A Rat Race on a Straight Track
By building mini-models of city layouts at the Tel Aviv University Research Zoo, Prof. Eilam and his colleagues found that grid-like city layouts ― like that of Manhattan ― are much more rat- and people-friendly than cities with unstructured and winding streets, like those in New Orleans.
“We’ve built an environment to test city plans, so that ‘soul-less’ and ineffective new neighborhoods won’t be built,” Prof. Eilam says. “Using our model of rat behavior, it takes just a few minutes for city planners to test whether a new plan will work. It’s a way to avoid disasters and massive expense.” He expects that the choices the rats make will eventually be optimized and plugged into a computer tool.
Prof. Eilam and Prof. Juval Portugali, a geography researcher, based their study on the fact that rats build cognitive maps to help orient themselves in nature.

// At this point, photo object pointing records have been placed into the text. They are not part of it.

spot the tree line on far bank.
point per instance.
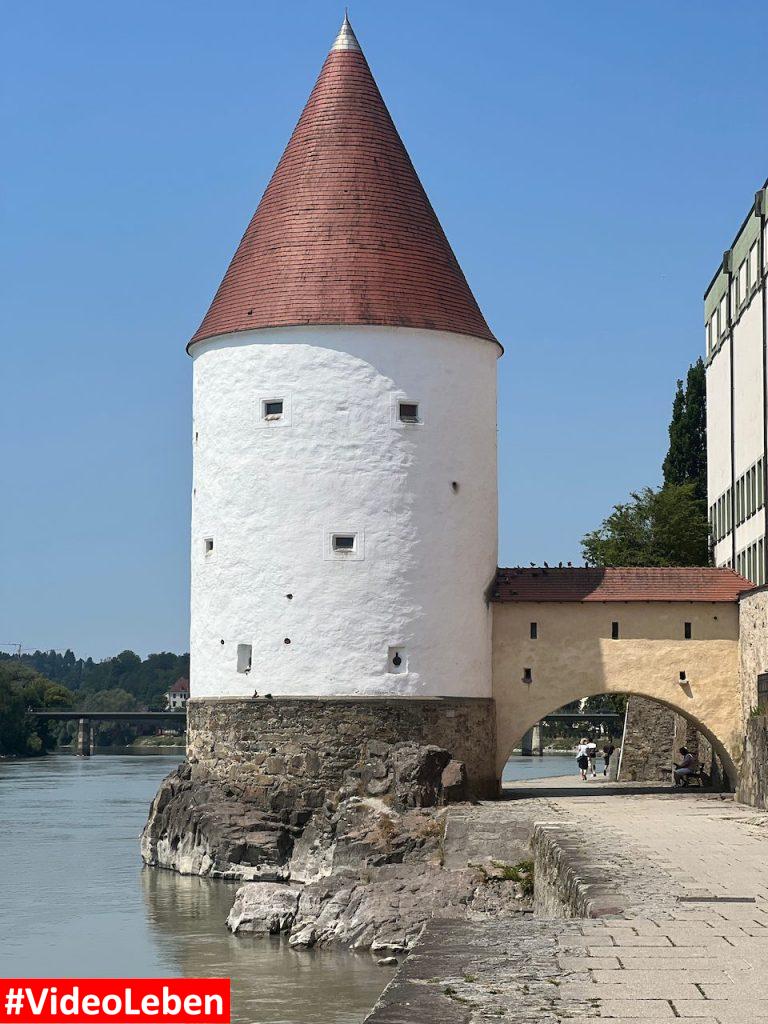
(52, 679)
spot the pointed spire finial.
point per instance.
(346, 40)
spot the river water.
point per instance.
(75, 900)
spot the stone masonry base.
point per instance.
(295, 752)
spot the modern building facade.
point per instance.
(737, 399)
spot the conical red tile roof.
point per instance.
(344, 232)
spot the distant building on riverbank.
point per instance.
(178, 694)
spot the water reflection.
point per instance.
(76, 901)
(271, 982)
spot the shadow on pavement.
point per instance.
(517, 792)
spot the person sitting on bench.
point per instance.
(685, 769)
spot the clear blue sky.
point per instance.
(589, 163)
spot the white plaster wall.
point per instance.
(270, 494)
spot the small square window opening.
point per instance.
(244, 657)
(272, 409)
(396, 660)
(409, 412)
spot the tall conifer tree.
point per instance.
(686, 458)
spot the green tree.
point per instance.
(686, 458)
(667, 526)
(20, 689)
(112, 733)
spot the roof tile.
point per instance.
(344, 232)
(614, 584)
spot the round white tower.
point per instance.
(344, 510)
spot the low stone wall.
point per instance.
(568, 880)
(292, 753)
(753, 783)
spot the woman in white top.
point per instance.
(583, 759)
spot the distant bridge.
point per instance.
(534, 739)
(85, 719)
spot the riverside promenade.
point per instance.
(682, 879)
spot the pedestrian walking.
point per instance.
(583, 758)
(608, 752)
(592, 757)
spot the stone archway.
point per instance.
(571, 654)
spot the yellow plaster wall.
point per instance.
(574, 656)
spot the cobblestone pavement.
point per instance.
(697, 945)
(684, 947)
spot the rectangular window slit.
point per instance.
(244, 657)
(409, 412)
(272, 409)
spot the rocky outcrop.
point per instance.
(385, 913)
(200, 824)
(200, 827)
(264, 908)
(365, 868)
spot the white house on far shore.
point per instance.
(178, 694)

In essence, this cognitive “rat map” works to help them know where they are in space and time.
“Manhattan” Navigable, “New Orleans” Disorienting
“We put rats in relatively large areas with objects and routes resembling those in Manhattan,” explains Prof. Eilam. The rats, he found, do the same things humans do: They establish a grid system to orient themselves. Using the grid, the rats covered a vast amount of territory, “seeing the sights” quickly.
In contrast, rats in an irregular plan resembling New Orleans’ failed to move far from where they started and didn’t cover much territory, despite travelling the same distances as the “Manhattan rats.”
Prof. Eilam and his colleagues say that urban planners can use this rat behavior model to test how the public will respond to new objects ― such as tall buildings or cooperative housing ― in the real world.